Eran las cuatro de la tarde de la noche
de San Juan. Los termómetros marcaban los treintaisiete grados, el sol brillaba
y la brisa del Mediterráneo acariciaba mi tez. De
pronto sonó, renqueante y a duras penas mi viejo teléfono suplente. Maltratado
por el paso del tiempo, con la pantalla herida de lado a lado y olvidado en un cajón
gracias a su flamante sustituto. Tal vez por despecho o por venganza tuvo que ser el quien se encargara de recibir esa llamada.
Al otro lado, una
voz temblorosa y entrecortada, llena de lágrimas fue la noticia más inesperada
y dolorosa de mi vida. De pronto, el mar se paró, las olas no se atrevían a
romper, el agua empezó a secarse y el sol se puso
en mi rostro, estupefacto e inmovilizado por el pánico. Incliné mi cuerpo en la
toalla, en el pecho algo se había convertido en un erizo al que le crecían
todas sus púas hacia dentro y entendí a que huele el dolor, la desolación y la desesperanza. No huele sino a salitre, arena y crema solar.
Mi estrella me abrazó,
espantada por mi dolor dejando mis lacrimales correr, tal vez esperando a que
se enfriasen como el agua del grifo en verano mientras intentaba encontrar la
llave de paso.
En silencio
recogimos nuestras pertenencias y comenzamos el viaje dejando atrás unos
cuantos cangrejos cerveceros inconscientes de no saber la noche que les espera,
felices mientras se fraguan las primeras quemaduras solares.
Arranqué solo,
resoplando, intentando bajar las pulsaciones para
que el nerviosismo no me jugara una mala pasada. Al lado, mi estrella
preguntaba de cuando en cuando que tal me encontraba, con miedo a agobiarme,
con una templanza inaudita atenta y a su vez dejándome respirar.

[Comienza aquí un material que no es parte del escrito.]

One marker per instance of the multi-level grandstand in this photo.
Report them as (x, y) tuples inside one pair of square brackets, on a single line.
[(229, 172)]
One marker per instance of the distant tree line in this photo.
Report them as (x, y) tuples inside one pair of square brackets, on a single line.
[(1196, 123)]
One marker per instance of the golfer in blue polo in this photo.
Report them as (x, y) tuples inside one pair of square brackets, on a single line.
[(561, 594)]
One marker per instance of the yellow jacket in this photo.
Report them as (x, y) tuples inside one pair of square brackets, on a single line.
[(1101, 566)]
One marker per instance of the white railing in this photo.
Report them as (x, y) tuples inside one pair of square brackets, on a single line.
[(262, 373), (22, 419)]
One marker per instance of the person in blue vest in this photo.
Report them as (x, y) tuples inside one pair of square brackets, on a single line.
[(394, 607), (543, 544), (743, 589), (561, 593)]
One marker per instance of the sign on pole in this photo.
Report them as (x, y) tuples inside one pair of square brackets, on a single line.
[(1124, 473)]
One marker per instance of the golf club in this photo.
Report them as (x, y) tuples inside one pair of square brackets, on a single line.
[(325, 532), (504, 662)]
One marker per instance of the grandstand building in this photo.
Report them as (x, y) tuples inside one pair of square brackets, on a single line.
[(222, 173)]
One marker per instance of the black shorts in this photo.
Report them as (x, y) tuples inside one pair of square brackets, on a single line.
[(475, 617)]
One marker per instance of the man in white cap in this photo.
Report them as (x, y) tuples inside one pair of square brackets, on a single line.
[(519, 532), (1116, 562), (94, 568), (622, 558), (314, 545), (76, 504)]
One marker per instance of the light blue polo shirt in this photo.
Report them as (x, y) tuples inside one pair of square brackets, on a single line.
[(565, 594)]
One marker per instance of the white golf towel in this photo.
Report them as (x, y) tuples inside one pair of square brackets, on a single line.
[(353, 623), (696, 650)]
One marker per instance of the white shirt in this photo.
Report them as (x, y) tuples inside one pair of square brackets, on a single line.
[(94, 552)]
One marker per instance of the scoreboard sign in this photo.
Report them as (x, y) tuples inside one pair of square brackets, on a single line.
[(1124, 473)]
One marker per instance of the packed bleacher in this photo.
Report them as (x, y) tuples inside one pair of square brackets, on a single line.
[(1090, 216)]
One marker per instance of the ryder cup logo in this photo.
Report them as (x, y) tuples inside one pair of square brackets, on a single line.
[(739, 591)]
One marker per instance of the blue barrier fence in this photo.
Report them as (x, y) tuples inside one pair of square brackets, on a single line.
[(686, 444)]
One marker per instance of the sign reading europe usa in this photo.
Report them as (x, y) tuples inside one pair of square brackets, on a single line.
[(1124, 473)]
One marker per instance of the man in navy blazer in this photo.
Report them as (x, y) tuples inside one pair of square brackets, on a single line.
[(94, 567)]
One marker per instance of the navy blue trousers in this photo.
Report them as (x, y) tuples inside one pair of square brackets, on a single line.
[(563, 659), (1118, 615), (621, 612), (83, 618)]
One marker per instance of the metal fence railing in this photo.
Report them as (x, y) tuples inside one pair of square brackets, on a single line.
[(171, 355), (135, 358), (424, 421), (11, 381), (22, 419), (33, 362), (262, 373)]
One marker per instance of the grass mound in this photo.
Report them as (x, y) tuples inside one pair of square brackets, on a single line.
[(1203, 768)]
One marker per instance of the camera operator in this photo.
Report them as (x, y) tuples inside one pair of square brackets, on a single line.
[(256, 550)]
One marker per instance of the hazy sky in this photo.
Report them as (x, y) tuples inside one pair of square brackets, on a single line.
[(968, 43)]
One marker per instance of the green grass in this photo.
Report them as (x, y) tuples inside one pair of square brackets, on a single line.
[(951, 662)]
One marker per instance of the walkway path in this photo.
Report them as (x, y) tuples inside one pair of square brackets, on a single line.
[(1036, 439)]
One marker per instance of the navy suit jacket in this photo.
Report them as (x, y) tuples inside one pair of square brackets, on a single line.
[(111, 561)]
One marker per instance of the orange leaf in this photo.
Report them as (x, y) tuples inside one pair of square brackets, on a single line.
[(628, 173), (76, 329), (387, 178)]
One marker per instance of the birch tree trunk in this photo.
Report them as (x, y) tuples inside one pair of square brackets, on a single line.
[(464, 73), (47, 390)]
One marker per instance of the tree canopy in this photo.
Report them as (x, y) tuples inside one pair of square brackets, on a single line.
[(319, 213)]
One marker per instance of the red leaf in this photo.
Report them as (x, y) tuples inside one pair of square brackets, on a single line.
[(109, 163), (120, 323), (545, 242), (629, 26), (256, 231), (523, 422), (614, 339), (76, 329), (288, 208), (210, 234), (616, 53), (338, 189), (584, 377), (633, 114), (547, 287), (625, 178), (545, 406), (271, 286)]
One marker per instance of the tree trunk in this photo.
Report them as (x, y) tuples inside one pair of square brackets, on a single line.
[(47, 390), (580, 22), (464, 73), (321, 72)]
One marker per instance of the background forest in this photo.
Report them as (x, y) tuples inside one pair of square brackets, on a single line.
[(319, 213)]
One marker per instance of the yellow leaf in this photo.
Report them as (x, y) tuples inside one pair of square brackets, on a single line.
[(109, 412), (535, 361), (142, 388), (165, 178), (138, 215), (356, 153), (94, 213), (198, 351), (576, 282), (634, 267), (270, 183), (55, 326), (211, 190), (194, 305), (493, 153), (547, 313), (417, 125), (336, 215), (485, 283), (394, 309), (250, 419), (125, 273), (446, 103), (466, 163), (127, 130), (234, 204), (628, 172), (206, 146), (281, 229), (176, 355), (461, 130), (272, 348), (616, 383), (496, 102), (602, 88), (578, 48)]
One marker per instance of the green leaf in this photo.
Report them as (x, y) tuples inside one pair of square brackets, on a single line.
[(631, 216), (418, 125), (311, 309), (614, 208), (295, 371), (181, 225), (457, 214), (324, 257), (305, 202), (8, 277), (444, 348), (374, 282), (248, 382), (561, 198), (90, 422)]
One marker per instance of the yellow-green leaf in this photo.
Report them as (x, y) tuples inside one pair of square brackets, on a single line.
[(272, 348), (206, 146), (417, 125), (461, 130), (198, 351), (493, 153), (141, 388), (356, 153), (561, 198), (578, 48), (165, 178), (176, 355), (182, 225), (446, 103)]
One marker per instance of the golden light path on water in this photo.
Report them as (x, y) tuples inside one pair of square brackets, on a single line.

El viaje comenzó como terminó, pausado, extremadamente pausado,
consciente de su final se alargó más de la cuenta. Los ríos de asfalto parecían
espesos y caudalosos y aunque la embarcación en la que navegamos estaba en
óptimas condiciones, tampoco quería llegar a su
destino.a su paso los árboles parecían ir más rápido que nosotros y las líneas
parecían estar a kilómetros unas de otras.
Estuve hallado,
ausente y con la mirada perdida, los oídos distraídos por una música
indiferente seleccionada con acierto y concentrado
en las imperfecciones de ese rio. Mis silencios los rellenaba mi estrella,
siempre a mi lado, hasta en mi más de las absolutas soledades sabía que decir.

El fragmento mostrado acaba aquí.